Isothermal lines for different values of the heat source \(({Q}_{t}=-0.5)\).

Figure 29
figure 29

Isothermal lines for different values of the heat source \(({Q}_{t}=0.5)\).

Conclusion

In summary, this current work delves into the behaviour of unsteady pulsatile nano-blood flow in a two-dimensional porous wavy channel with both aneurysm and stenosis, considering the impact of a magnetic field and heat transfer. The mathematical model incorporates nonlinear partial differential equations solved using the perturbation technique, and the influence of pertinent parameters is discussed. The results have been validated and are in good agreement with those in the literature. The main findings from the graphical representations can be summarized as follows:

  • In stenotic regions, as the size of the stenosis grows, the pressure gradient rises, whereas the aneurysmal segment has the opposite trend. Moreover, the pressure gradient variation is lower in aneurysm segments than in stenosis segments.

  • A significant increase in velocity is observed as the size of the stenosis grows, with a decrease as the size of the aneurysm increases. Additionally, the velocity profile decreases with a rise in the magnetic field at the centreline, while it increases with an increase in the permeability parameter.

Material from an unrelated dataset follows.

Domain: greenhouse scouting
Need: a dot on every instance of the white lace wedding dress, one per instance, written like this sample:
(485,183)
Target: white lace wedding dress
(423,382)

  • In the presence of a magnetic field, pure blood has a higher velocity than nano-blood flow.

  • The shear stress at the wall in the stenosis segment grows to its maximum before dropping dramatically and bottoming out near the end of the stenosis section. In contrast, the aneurysmal segment has the opposite trend. The wall shear stress profile increases with an increase in the magnetic field. It is also apparent that the wall shear stress decreases as the permeability parameter increases.

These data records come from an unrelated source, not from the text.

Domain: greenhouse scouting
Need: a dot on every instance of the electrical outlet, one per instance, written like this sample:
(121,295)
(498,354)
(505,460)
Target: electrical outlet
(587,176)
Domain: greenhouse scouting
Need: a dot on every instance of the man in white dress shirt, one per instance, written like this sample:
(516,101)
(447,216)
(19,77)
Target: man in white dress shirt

  • The temperature profile increases with increasing magnetic field, nanoparticle volume fraction, heat source, and radiation parameter but decreases with the permeability parameter and Prandtl number rising.

This study’s findings extend beyond theoretical insights, holding significant potential for real-world applications across diverse industries. In biomedical engineering, understanding pressure variations in diseased blood vessels can inform the design of safer and more effective medical devices for vascular interventions. Similarly, analysing velocity profiles under magnetic fields can guide the development of improved MRI technologies and magnetic drug targeting systems. Characterizing shear stress profiles at vessel walls offers invaluable insights for the cardiovascular device industry, enabling them to design implants, stents, and other devices that minimize risks to blood flow and vascular health.